Calling Super Agreements

Using Superfluid at the Smart Contract Level

Working With Superfluid Using Solidity

When you open a stream or make use of instant distributions, what you're really doing is interacting with Superfluid agreements. Money streams are created by interacting with the constant flow agreement (CFA), while calls related to instant distributions are done by working with the instant distribution agreement (IDA).
NOTE: the easiest way to create money streams or work with the IDA in solidity is via the CFAv1 Library and IDAv1 Library.
To get started, you'll need to be sure to import, at minimum, the Superfluid host interface & agreement interface that you'd like to work with.
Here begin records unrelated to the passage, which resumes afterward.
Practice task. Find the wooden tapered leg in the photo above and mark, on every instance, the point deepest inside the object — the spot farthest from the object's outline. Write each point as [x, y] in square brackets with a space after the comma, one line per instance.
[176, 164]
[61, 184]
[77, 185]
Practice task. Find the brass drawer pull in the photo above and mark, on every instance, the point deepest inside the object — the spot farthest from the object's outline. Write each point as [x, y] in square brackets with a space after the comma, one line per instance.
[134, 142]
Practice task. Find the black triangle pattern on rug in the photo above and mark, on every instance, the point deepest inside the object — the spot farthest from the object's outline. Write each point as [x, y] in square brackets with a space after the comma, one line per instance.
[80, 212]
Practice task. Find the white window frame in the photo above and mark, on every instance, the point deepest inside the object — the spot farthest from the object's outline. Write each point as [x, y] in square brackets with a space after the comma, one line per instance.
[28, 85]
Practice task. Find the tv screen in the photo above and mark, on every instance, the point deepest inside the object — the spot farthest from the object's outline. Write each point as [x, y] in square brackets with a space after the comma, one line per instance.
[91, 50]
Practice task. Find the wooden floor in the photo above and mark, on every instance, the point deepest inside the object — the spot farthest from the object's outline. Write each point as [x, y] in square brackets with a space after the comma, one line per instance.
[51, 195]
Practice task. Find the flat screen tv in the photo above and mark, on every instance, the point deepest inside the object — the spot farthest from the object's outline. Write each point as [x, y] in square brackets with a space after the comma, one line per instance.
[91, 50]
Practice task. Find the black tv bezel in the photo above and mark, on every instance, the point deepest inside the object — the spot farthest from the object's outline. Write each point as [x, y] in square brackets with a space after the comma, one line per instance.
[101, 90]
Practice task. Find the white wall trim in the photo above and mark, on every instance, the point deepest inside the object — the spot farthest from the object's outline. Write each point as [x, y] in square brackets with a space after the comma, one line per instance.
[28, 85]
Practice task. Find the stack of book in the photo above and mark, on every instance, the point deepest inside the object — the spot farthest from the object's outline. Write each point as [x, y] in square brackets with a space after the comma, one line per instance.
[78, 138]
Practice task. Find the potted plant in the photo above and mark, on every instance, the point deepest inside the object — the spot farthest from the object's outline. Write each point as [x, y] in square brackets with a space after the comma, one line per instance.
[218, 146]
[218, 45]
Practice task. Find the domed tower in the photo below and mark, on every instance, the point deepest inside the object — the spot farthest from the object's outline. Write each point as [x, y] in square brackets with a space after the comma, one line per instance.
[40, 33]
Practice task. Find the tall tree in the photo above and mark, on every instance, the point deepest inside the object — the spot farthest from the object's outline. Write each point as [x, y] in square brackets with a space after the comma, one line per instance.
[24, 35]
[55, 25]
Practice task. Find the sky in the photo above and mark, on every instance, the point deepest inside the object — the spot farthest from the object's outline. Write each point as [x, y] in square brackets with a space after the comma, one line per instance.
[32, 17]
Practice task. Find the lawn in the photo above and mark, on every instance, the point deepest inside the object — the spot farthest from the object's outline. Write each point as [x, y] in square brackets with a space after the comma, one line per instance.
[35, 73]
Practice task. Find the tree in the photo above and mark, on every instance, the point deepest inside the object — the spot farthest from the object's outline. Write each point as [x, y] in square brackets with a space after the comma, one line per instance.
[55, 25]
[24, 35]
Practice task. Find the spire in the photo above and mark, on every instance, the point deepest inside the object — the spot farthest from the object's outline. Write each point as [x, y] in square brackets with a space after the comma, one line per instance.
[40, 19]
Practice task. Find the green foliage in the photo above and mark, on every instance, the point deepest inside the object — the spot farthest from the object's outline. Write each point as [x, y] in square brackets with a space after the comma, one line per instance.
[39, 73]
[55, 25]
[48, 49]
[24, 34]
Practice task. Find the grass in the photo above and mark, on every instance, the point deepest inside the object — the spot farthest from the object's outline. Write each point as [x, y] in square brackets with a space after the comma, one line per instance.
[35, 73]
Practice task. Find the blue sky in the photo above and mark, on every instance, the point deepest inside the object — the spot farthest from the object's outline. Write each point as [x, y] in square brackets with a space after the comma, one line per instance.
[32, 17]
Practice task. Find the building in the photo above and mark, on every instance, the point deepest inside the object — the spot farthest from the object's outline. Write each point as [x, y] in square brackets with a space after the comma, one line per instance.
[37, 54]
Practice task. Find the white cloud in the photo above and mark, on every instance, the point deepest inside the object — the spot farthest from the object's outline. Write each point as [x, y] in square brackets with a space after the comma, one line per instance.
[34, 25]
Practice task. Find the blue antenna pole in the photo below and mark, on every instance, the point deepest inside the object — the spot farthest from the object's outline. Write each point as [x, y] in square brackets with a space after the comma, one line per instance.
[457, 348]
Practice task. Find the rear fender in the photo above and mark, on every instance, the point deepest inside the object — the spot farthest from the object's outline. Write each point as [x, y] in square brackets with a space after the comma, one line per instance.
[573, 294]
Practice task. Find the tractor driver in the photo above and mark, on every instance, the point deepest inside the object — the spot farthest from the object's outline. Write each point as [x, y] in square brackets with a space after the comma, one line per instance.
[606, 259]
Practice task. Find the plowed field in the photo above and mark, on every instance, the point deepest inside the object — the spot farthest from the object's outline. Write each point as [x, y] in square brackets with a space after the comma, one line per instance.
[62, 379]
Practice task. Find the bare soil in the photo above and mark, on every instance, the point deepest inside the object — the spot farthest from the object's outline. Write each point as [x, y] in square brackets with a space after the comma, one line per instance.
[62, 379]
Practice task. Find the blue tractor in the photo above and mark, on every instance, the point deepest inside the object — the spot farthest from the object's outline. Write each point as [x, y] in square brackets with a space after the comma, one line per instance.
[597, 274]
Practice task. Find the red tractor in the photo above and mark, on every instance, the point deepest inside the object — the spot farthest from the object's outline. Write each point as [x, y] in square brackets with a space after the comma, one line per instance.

In a situation where you'd like to use both the CFA and IDA in the same contract, you would import these contracts like this:
pragma solidity ^0.8.0
import { ISuperfluid }from "@superfluid-finance/ethereum-contracts/contracts/interfaces/superfluid/ISuperfluid.sol"; //"@superfluid-finance/ethereum-monorepo/packages/ethereum-contracts/contracts/interfaces/superfluid/ISuperfluid.sol";
import { IConstantFlowAgreementV1 } from "@superfluid-finance/ethereum-contracts/contracts/interfaces/agreements/IConstantFlowAgreementV1.sol";
import { IInstantDistributionAgreementV1 } from "@superfluid-finance/ethereum-contracts/contracts/interfaces/agreements/IInstantDistributionAgreementV1.sol";
If you'd like to interact with a Superfluid agreement directly by using solidity, you need to make a function call first to the Superfluid host contract. You'll call the callAgreement or callAgreementWithContext function on the host contract (Superfluid.sol), and pass in a few parameters:
ISuperAgreement agreementClass - the the agreement you're going to interact with (either the CFA or IDA)
bytes memory calldata - the transaction you're calling on the agreement you're interacting with, compiled to bytecode (using one of solidity's encoding methods)
bytes memory userData - any additional data you'd like to include with your function call. If you don't plan to add userData, you can pass in an empty bytes value (i.e. "0x"). You can learn more about this parameter here.
Here's an example of how this looks in action when interacting with the constant flow agreement. This pattern will be the same whether you're creating, updating, or deleting flows.
//creating a flow in pure solidity
new bytes(0) // placeholder - always pass in bytes(0)
"0x" //userData
The following is an example for interacting with the instant distribution agreement using solidity. This pattern is the same for each interaction you'd like to make with the IDA:
// distributing tokens with the instant distribution agreement
new bytes(0) // placeholder ctx
"0x" // user data
NOTE: If you're interacting with agreements inside of a Super App callback, this process will work differently. See this section for details.

Common Mistakes

One other thing to keep in mind is the value of msg.sender when working with Superfluid from a contract. For example, developers will occasionally want to create a function which will let an account create a flow into the contract itself. So, they'll write a function that looks like this, expecting it to create a flow into the contract from the msg.sender of the function:
//this will fail because a contract cannot create a flow to itself
function createFlowFail(ISuperToken DAIx, int96 flowRate) external {
cfaV1.createFlow(address(this), DAIx, flowRate);
In the above function, you have set the receiver on the cfaV1.createFlow function to be the contract's address. Under the hood, even though msg.sender on the broader createFlowFail function is an external address, the msg.sender on the cfa.createFlow call to the Superfluid protocol is the address of the contract. The Superfluid callAgreement function will see that the contract is trying to create a flow into itself, and revert.
If you want to create a flow into a contract, we recommend that you use either the Core-SDK from outside of a contract or a 2nd contract which already has some balance of Super Tokens.
A similar mistake which stems from this msg.sender misunderstanding occurs when developers want to allow external accounts to create flows directly to other accounts via a function on the contract. For example:
//remember that this will revert if the contract has a zero balance of DAIx
//msg.sender on the call to the Superfluid framework is the contract
function createFlow2Receiver(address receiver, ISuperToken DAIx, int96 flowRate) external {
cfaV1.createFlow(receiver, DAIx, flowRate);
Recall that the value of msg.sender on the cfaV1.createFlow function will be the contract's address, not the external address calling the broader createFlow2Receiver function. If you're intending to create a flow from the contract to another address, then this code is what you need (just make sure your contract has a balance of Super tokens!). However, if you're running this with the expectation that it will open a flow directly from an external account calling the function to the intended receiver, it will not work as expected.